Eski dilde Surre veya süre denilen para keselerinin ceylan derisinden yapılması ise bir hayli dikkat topluyor. Vakıflar Genel Müdürlüğünde saklanan ve ziyarete açılan “Kabe örtüsü” ise yine en çok ilgi gören eserlerdendir. Cam muhafaza içinde korunan örtü, manevi değeri açısından ilgi görüyor.

Halılar-Kilimler

Müzede 90 adet Uşak Halısı vardır. Bu halılar: Ankara’dan Hoca İbadullah camisi, Ahi Elvan camisi, Telli Hacı Halil Mescidi, İki şerefeli cami, Sultan Alaeddin camisi, Hacı Arap Camisi, Yozgat’tan: Çapanoğlu camisi, Elazığ’dan: Harput Sare Hatun Camisi, Bursa’dan: Yeşil camiden toplanmıştır.

Müze gezisi

Hemen girişte, ilk salonda: değişik yörelere ait halı örnekleri sergileniyor. Raylı, kitap sayfası ve çekmeceli örneklerde, çok sayıda halı sergileniyor. Türkiye’de halı dokunan her evde görülebilen nostaljik bir halı dokuma odası da var.

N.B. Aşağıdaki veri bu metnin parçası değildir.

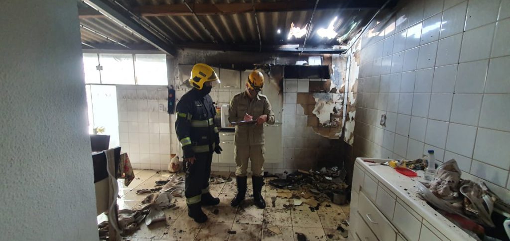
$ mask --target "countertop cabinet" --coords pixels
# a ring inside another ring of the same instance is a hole
[[[356,159],[349,240],[475,240],[417,196],[415,186],[424,180],[423,171],[407,177],[378,164],[387,161]]]

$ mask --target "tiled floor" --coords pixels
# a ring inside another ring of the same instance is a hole
[[[136,179],[129,187],[124,186],[123,180],[119,180],[121,197],[118,200],[119,208],[130,208],[139,203],[146,194],[137,195],[136,190],[151,188],[155,181],[166,179],[169,174],[136,170],[135,175]],[[248,184],[250,195],[252,191],[250,178]],[[230,201],[236,190],[235,178],[232,182],[212,185],[210,189],[213,196],[219,197],[220,202],[218,206],[203,208],[209,219],[206,223],[195,223],[188,216],[184,198],[175,198],[176,207],[165,210],[166,223],[162,222],[150,227],[143,224],[140,230],[124,240],[297,241],[296,233],[304,234],[310,240],[345,239],[337,228],[349,216],[348,205],[323,203],[319,210],[314,212],[304,203],[289,206],[289,199],[277,197],[279,190],[266,185],[263,189],[267,203],[265,209],[256,208],[248,194],[242,206],[233,207]],[[213,213],[215,209],[218,209],[217,215]],[[275,225],[279,228],[281,234],[275,234],[268,229]],[[229,234],[229,231],[236,233]]]

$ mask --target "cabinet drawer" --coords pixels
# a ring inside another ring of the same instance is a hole
[[[360,239],[363,241],[376,241],[377,238],[375,237],[375,235],[372,232],[370,228],[369,228],[363,221],[363,219],[360,216],[360,213],[358,213],[355,215],[358,216],[356,219],[358,220],[358,224],[356,225],[358,227],[356,229],[356,234],[359,237]]]
[[[375,201],[375,196],[377,193],[377,181],[368,172],[365,173],[363,179],[363,187],[361,189],[365,195],[372,201]],[[361,192],[360,192],[361,193]]]
[[[404,207],[405,205],[401,204],[400,201],[397,202],[395,206],[393,223],[408,240],[418,240],[420,237],[421,221],[415,218]]]
[[[384,240],[396,239],[397,232],[395,228],[363,191],[360,192],[359,198],[358,212],[375,235]]]
[[[352,175],[352,191],[356,193],[360,192],[360,187],[363,183],[364,178],[365,172],[363,171],[362,168],[355,165]]]
[[[389,220],[393,220],[393,213],[395,212],[395,203],[397,200],[391,192],[379,184],[377,187],[377,197],[375,199],[375,204],[377,208]]]

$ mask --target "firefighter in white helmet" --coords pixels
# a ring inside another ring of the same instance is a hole
[[[264,185],[264,169],[265,149],[264,123],[274,124],[274,113],[267,97],[260,93],[264,87],[264,75],[259,71],[252,72],[248,77],[246,90],[235,96],[230,102],[228,121],[256,120],[257,123],[237,126],[234,139],[234,156],[237,168],[236,170],[237,194],[231,205],[239,205],[244,200],[246,193],[248,161],[251,162],[251,179],[253,181],[253,200],[260,208],[266,207],[262,195]]]

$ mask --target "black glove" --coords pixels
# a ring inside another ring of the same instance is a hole
[[[214,152],[218,154],[221,154],[222,150],[223,150],[223,149],[221,148],[219,145],[217,145],[216,147],[214,148]]]

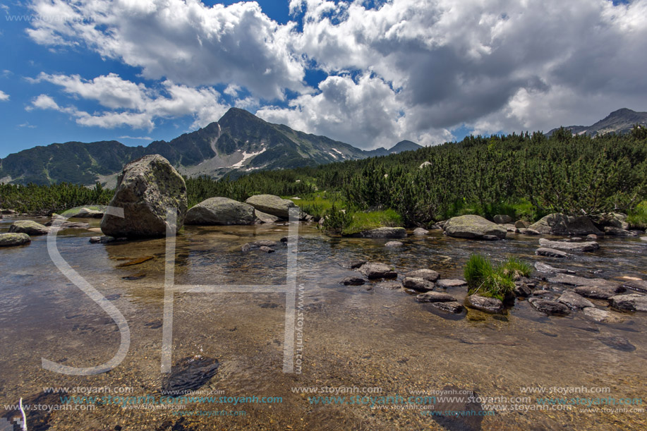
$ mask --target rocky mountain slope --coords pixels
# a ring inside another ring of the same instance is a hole
[[[571,130],[574,135],[586,133],[592,136],[605,133],[627,133],[631,130],[634,124],[647,126],[647,112],[636,112],[627,108],[614,111],[604,119],[600,120],[592,126],[567,126],[564,128]],[[549,136],[556,128],[547,133]]]
[[[52,144],[11,154],[0,159],[0,182],[37,184],[69,182],[108,186],[128,162],[151,154],[166,157],[183,175],[219,178],[257,169],[312,166],[364,159],[416,150],[411,141],[390,150],[365,151],[325,136],[272,124],[237,108],[217,123],[185,133],[170,142],[128,147],[117,141]]]

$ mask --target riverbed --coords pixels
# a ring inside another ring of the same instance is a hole
[[[0,221],[0,232],[14,219]],[[97,227],[99,221],[90,223]],[[161,372],[164,238],[90,244],[97,233],[59,233],[61,255],[116,307],[130,333],[123,360],[88,376],[45,370],[42,360],[77,368],[109,360],[121,340],[114,321],[54,266],[47,236],[0,250],[2,403],[22,397],[66,405],[44,388],[97,397],[49,413],[28,412],[28,425],[42,427],[30,430],[647,429],[647,313],[622,313],[622,322],[605,324],[578,311],[547,317],[517,299],[504,315],[449,315],[392,282],[339,284],[358,274],[345,267],[355,260],[386,263],[399,274],[428,268],[443,279],[462,278],[475,253],[494,261],[538,260],[584,277],[644,280],[647,243],[605,238],[599,250],[564,260],[536,256],[533,236],[489,242],[409,232],[402,247],[388,248],[387,239],[334,238],[301,224],[295,251],[279,242],[290,228],[186,226],[176,238],[175,284],[268,286],[174,293],[171,362],[175,370],[186,363],[210,364],[212,371],[217,365],[212,375],[190,379],[191,389],[211,400],[160,399],[169,378]],[[241,251],[260,239],[277,241],[277,251]],[[289,283],[291,253],[296,287]],[[294,295],[295,348],[287,359],[289,293],[272,286],[292,286]],[[446,291],[462,302],[467,289]],[[284,372],[286,361],[292,372]],[[446,395],[459,398],[440,399]],[[416,398],[425,396],[436,396],[434,408]],[[603,399],[607,405],[599,404]],[[445,413],[435,416],[432,410]],[[473,413],[451,413],[465,411]]]

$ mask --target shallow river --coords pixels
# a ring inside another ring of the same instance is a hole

İkinci kat merdivenlerini çıkarken: yine değişik halı motifleri görülüyor. Üst katta: halıların yanı sıra değişik yörelere ait kilim örnekleri var. Ayrıca: para keseleri, Kabe örtüsü görülüyor.

Hat salonunda: padişah vakfiyeleri ve Kuran-ı Kerimler, hat, tezhip ve cilt sanatının en özgün örnekleri görülüyor.

Diğer bir salonda ise: tabanda cam altına yerleştirilmiş bir Uşak halısı ve Şarköy kilimi görülüyor. Ayrıca, yine bu salonda: değişik form ve ebatlarda bakır, tunç ve tombak şamdanlar sergileniyor. Sergilenen ahşaplar ise, 13’ncü yüzyılın en güzel örneklerindendir. Ankara Ahi Elvan cami pencere kanatları ve Divriği Ulu camiye ait özgün örnekler dikkat çekiyor.

Müzede bulunan odalardan bir tanesi, klasik saatler ve eski fotoğraf makinelerinin sergilenmesine ayrılmıştır.

Bir bahçe içinde bulunan binanın arka kısmında: personel ve müze ziyaretçileri için kafeterya bulunmaktadır.